Latin America And Caribbean States Must Prioritize Debt Reduction: IMF

  • The International Monetary Fund (IMF) says countries in Latin America and the Caribbean must prioritize reducing debt as they look to improve growth.
  • Anna Ivanova, Deputy Division Chief for the Western Hemisphere at the IMF, says while countries reduce debt, they must also formulate strategies to cater for the vulnerable.
  • Fiscal policy should focus on rebuilding policy space to ensure fiscal sustainability and boost resilience against future shocks; while protecting key social spending needs. Despite a generally timely withdrawal of the pandemic fiscal support, public debt remains high and is projected to remain above that of peers out to 2028.
  • Most countries in the region have plans to strengthen public finances and further reduce debt over the medium term, but this will require significant efforts and discipline.
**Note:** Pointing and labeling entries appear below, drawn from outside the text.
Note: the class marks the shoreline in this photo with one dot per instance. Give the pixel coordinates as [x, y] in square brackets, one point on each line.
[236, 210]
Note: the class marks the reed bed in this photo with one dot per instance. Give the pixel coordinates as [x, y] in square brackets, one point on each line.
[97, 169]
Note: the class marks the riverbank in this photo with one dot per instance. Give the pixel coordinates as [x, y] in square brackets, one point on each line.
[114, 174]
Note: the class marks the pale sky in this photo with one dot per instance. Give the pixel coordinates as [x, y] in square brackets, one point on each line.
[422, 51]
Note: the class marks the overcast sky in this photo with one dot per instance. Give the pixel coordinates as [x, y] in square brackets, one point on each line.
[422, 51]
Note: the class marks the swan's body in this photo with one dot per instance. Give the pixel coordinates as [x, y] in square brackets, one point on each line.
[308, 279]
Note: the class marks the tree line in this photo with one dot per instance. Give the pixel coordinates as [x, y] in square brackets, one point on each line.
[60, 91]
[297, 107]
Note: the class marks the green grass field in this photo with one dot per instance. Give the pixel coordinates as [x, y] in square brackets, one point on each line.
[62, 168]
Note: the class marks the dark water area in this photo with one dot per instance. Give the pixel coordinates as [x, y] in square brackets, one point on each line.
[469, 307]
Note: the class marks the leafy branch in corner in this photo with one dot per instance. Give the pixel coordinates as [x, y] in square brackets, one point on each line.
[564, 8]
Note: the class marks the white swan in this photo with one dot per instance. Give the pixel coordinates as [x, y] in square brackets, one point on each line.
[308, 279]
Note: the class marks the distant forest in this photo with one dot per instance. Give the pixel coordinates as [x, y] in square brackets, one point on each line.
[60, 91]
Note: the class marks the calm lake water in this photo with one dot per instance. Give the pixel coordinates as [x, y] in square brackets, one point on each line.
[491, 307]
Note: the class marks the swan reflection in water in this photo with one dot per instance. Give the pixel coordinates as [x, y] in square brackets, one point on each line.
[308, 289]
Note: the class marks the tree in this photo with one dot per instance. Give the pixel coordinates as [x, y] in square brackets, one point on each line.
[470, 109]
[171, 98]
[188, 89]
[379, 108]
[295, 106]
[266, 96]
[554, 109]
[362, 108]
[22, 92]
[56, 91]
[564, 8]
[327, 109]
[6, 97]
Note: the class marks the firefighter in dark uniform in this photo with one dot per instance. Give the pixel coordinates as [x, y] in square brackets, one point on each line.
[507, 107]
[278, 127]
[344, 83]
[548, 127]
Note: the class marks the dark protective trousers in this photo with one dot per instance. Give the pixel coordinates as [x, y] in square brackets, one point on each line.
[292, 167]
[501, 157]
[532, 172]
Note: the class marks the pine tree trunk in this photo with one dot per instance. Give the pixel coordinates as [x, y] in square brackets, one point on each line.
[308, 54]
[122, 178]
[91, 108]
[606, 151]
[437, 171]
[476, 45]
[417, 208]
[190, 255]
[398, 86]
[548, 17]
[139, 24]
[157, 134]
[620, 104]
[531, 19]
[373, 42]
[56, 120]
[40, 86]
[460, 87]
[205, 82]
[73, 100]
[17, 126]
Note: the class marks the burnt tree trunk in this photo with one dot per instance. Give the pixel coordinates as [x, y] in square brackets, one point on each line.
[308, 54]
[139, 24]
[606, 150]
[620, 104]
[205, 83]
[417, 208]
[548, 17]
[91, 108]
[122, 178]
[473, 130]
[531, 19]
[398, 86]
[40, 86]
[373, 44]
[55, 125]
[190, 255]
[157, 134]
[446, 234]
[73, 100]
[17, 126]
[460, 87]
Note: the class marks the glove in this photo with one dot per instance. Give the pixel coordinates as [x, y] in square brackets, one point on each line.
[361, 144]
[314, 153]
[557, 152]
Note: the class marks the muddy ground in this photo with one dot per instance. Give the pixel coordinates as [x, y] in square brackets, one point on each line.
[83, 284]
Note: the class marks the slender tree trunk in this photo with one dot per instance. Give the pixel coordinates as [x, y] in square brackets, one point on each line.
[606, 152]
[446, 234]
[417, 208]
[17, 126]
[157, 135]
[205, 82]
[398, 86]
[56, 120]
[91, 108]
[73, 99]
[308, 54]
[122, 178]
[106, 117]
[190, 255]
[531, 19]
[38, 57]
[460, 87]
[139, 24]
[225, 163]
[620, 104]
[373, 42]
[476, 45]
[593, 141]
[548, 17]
The pace of fiscal consolidation could, however, weigh on the strength of economic activity and the evolution of debt-servicing costs.
  • Furthermore, in countries where debt is high, reducing the level of that debt "in the long run will help growth because this lower volatility and lower instability (resulting from debt reduction) will help to generate smoother growth in GDP and therefore will help growth."
  • While some countries may look at using debt to finance growth, they must tread carefully, as "there is a balance to strike."
  • "If the capacity to pay and the path to repay the debt are credible and supported by a history of credible policymaking, the investors may be willing to lend, but if there's doubt about the ability to pay, then it may be more costly to finance, and that is going to work against the countries that are trying to borrow," she said.